JindoTable's native engine accelerates queries on ORC and Parquet files stored in JindoFS or OSS — no changes to your existing SQL or DataFrame code required. This topic describes how to enable query acceleration for Spark, Hive, and Presto in E-MapReduce (EMR).
Prerequisites
Before you begin, make sure you have:
-
An EMR cluster is created
-
ORC or Parquet files stored in JindoFS or Object Storage Service (OSS)
For information on creating a cluster, see Create a cluster.
Limitations
The following limitations apply to all engines:
-
Binary files are not supported.
-
Partitioned tables whose values of partition key columns are stored in files are not supported.
-
EMR clusters of V5.X.X or a later version are not supported.
-
spark.read.schema(userDefinedSchema) is not supported. -
DATE values must use the
YYYY-MM-DDformat and fall within the range 1400-01-01 to 9999-12-31. -
If a table has two columns with the same name but different letter cases (for example,
NAMEandname), queries on those columns cannot be accelerated.
Engine and file format support:
| Engine | ORC | Parquet |
|---|---|---|
| Spark2 | Supported | Supported |
| Spark3 | Supported | Supported |
| Presto | Supported | Supported |
| Hive2 | Not supported | Supported |
| Hive3 | Not supported | Supported |
Engine and file system support:
| Engine | OSS | JindoFS | HDFS (Hadoop Distributed File System) |
|---|---|---|---|
| Spark2 | Supported | Supported | Supported |
| Presto | Supported | Supported | Supported |
| Hive2 | Supported | Supported | Not supported |
| Hive3 | Supported | Supported | Not supported |
Enable query acceleration for Spark
Query acceleration uses off-heap memory. Add --conf spark.executor.memoryOverhead=4g to your Spark job to allocate additional memory for acceleration.
To read data with the native engine, use the DataFrame API or Spark SQL — no other APIs are supported.
You can enable query acceleration globally for all Spark jobs or at the individual job level.
Option 1: Global configuration (console)
-
Log on to the Alibaba Cloud EMR console.
-
In the top navigation bar, select the region of your cluster.
-
Click the Cluster Management tab.
-
Find your cluster and click Details in the Actions column.
-
In the left-side navigation pane, choose Cluster Service > Spark.
-
Click the Configure tab.
-
Search for the
spark.sql.extensionsparameter and set its value to:io.delta.sql.DeltaSparkSessionExtension,com.aliyun.emr.sql.JindoTableExtension -
Click Save in the upper-right corner. In the Confirm Changes dialog box, enter a description and click OK.
-
Choose Actions > Restart ThriftServer in the upper-right corner. In the Cluster Activities dialog box, enter a description and click OK. Then click OK in the confirmation message.

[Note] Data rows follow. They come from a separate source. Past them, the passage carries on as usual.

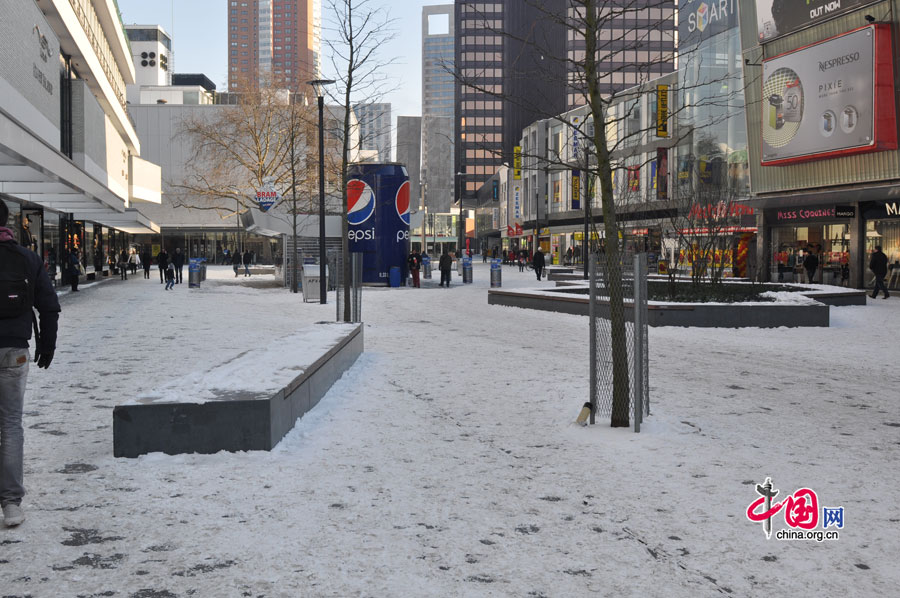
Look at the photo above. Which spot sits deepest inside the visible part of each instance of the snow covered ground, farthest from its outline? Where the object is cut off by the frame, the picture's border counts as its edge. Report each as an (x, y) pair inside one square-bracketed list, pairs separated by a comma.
[(446, 463)]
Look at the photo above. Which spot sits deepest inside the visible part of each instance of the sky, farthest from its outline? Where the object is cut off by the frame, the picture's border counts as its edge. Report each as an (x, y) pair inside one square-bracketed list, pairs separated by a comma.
[(198, 29)]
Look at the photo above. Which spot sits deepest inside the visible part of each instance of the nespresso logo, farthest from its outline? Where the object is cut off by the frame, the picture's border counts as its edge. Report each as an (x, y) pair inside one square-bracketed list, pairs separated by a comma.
[(839, 61)]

Option 2: Job-level configuration
Add the following flag when submitting a Spark Shell or Spark SQL job:
--conf spark.sql.extensions=io.delta.sql.DeltaSparkSessionExtension,com.aliyun.emr.sql.JindoTableExtension
For details, see Configure a Spark Shell job or Configure a Spark SQL job.
Verify that acceleration is enabled
-
Open the Spark History Server web UI.
-
Click the SQL tab and find your query.
If JindoDataSourceV2Scan appears in the query plan, acceleration is active. If it does not appear, verify the spark.sql.extensions configuration in the steps above.
Enable query acceleration for Presto
Presto uses off-heap memory for query acceleration and supports high query concurrency. Make sure the cluster has more than 10 GB of available memory before enabling this feature.
Complex data types — MAP, STRUCT, and ARRAY — are not supported when using query acceleration with Presto.
The Presto service includes a built-in catalog named hive-acc that uses the native engine. Connect to Presto using this catalog to enable acceleration:
presto --server emr-header-1:9090 --catalog hive-acc --schema default
No other configuration is required.
Enable query acceleration for Hive
If your jobs have high stability requirements, do not enable query acceleration for Hive.
Complex data types — MAP, STRUCT, and ARRAY — are not supported when using query acceleration with Hive.
You can enable query acceleration using the EMR console or the Hive CLI.
Option 1: EMR console
-
On the Hive service page, click the Configure tab.
-
Search for the
hive.jindotable.native.enabledparameter and set its value totrue. -
Save the configuration and restart the Hive service.
This method applies to both Hive on MapReduce and Hive on Tez jobs.
Option 2: Hive CLI
Run the following command in the CLI:
set hive.jindotable.native.enabled=true;
The query acceleration plug-in for Parquet files is included by default in EMR V3.35.0 and later. No additional installation is required.